When you type a password or paste an API key into SnapSend, your browser encrypts it using AES-256-GCM — the same standard used by banks and governments — before the data ever leaves your device. The encryption key is generated locally and embedded only in the URL fragment (the part after #).

URL fragments are never sent to servers by browsers. That means our servers receive only ciphertext — random bytes with no key. We cannot decrypt it. No employee, no court order, no data breach can expose your plaintext. When the recipient opens the link, their browser extracts the key from the fragment and decrypts locally.

What a share link looks like

https://snapsend.site/text/abc123#AES256KeyHereNeverSentToServer

abc123 — ID stored on server (just a pointer to ciphertext)

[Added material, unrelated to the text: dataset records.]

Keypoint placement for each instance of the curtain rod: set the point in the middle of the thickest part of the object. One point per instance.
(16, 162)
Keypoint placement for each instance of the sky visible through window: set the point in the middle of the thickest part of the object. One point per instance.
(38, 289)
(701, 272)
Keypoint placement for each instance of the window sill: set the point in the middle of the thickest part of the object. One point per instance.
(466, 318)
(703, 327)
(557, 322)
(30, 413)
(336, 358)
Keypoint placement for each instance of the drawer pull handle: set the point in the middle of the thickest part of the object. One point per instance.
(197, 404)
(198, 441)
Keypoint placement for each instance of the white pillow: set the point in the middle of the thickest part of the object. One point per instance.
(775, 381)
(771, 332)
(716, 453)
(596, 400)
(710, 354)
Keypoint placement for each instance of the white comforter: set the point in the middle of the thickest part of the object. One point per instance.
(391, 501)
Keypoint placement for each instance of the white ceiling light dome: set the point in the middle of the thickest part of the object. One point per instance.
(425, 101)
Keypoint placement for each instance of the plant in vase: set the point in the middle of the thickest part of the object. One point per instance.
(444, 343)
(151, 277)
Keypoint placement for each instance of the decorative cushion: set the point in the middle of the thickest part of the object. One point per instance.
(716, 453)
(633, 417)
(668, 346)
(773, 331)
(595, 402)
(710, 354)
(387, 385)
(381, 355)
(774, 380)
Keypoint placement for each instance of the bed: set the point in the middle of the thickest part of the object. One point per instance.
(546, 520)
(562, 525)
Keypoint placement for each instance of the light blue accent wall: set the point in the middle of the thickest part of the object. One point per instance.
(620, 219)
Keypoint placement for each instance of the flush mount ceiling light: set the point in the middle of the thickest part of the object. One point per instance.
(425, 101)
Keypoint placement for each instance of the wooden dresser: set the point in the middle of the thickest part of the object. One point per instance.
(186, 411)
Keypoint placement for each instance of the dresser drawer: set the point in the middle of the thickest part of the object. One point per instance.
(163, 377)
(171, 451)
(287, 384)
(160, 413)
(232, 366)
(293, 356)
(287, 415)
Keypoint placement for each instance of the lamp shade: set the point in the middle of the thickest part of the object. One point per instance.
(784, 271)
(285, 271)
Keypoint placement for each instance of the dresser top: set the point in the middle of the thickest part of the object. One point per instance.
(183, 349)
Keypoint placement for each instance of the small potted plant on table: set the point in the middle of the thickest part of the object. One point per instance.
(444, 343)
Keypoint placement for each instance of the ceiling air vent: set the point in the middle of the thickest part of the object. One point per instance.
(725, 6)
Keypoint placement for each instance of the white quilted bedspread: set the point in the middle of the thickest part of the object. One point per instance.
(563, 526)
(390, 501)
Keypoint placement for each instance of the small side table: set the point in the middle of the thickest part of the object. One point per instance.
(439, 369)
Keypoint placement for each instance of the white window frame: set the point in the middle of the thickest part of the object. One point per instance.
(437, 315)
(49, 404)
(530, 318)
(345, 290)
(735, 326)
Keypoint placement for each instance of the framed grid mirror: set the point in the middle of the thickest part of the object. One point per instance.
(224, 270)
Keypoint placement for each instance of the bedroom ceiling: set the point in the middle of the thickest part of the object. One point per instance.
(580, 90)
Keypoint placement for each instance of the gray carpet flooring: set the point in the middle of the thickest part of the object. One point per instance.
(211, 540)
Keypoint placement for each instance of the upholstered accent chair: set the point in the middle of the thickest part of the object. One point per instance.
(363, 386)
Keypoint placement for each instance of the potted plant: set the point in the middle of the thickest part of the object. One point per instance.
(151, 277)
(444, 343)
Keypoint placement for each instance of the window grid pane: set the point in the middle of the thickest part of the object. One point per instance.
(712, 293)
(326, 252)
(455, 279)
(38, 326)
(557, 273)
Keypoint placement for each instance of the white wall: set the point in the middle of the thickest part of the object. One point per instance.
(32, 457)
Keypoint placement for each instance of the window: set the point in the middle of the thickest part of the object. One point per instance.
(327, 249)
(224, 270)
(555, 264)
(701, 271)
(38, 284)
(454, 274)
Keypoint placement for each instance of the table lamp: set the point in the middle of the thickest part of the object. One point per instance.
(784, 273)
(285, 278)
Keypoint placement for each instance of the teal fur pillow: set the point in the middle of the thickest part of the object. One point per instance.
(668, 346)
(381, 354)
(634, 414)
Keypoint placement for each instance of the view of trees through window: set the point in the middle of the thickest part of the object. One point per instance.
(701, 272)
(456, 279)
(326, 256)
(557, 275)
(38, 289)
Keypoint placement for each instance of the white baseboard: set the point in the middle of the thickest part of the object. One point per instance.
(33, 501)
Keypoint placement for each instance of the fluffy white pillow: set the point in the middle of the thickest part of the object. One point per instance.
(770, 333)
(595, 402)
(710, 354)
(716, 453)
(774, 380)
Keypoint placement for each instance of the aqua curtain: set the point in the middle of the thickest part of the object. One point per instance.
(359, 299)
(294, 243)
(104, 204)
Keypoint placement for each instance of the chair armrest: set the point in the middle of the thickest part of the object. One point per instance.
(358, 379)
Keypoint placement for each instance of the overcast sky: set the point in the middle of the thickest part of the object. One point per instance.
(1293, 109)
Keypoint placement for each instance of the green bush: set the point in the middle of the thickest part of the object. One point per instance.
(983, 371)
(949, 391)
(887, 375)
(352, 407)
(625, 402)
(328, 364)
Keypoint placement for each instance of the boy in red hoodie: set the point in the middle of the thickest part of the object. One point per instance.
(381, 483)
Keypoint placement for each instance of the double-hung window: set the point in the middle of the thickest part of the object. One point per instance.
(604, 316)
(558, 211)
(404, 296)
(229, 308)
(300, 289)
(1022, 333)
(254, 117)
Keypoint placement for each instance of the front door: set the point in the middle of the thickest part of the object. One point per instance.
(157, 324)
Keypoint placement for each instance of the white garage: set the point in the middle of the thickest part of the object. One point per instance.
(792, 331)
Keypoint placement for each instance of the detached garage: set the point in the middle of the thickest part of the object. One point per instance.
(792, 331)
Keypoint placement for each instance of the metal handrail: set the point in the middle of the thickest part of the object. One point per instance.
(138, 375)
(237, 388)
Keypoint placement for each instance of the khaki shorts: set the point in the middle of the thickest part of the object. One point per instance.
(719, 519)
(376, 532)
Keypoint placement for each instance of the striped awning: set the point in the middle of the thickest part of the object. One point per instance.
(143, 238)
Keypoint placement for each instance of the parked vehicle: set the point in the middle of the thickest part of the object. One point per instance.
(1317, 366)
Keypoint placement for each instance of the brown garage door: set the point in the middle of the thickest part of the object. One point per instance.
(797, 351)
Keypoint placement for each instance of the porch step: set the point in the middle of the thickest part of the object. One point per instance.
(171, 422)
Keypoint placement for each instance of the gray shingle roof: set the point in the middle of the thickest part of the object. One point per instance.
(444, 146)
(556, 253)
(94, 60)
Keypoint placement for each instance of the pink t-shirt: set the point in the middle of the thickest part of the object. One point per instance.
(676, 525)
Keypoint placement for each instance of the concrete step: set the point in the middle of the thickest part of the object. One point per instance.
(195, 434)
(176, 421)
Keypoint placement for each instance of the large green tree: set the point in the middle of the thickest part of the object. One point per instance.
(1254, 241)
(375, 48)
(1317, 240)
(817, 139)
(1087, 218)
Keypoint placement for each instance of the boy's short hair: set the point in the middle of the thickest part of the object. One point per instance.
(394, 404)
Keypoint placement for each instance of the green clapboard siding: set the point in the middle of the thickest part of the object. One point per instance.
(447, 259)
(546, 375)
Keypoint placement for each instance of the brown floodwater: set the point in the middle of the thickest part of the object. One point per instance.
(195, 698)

AES256Key… — decryption key, exists only in your browser

The Tools

AES-256-GCM Encryption

Every text share is encrypted client-side before upload. The IV is prepended to the ciphertext and the key lives only in the URL fragment.

Self-Destructing

Data is deleted the moment it's read. Files are destroyed immediately after download. Nothing persists — not even on backups.

No Account, No Trace

No sign-up, no email, no tracking history tied to you. We don't know who you are and we don't want to.

Server-Side Zero Knowledge

Our servers store only ciphertext. We have no keys, no access, and no ability to comply with a request to reveal your data — because we don't have it.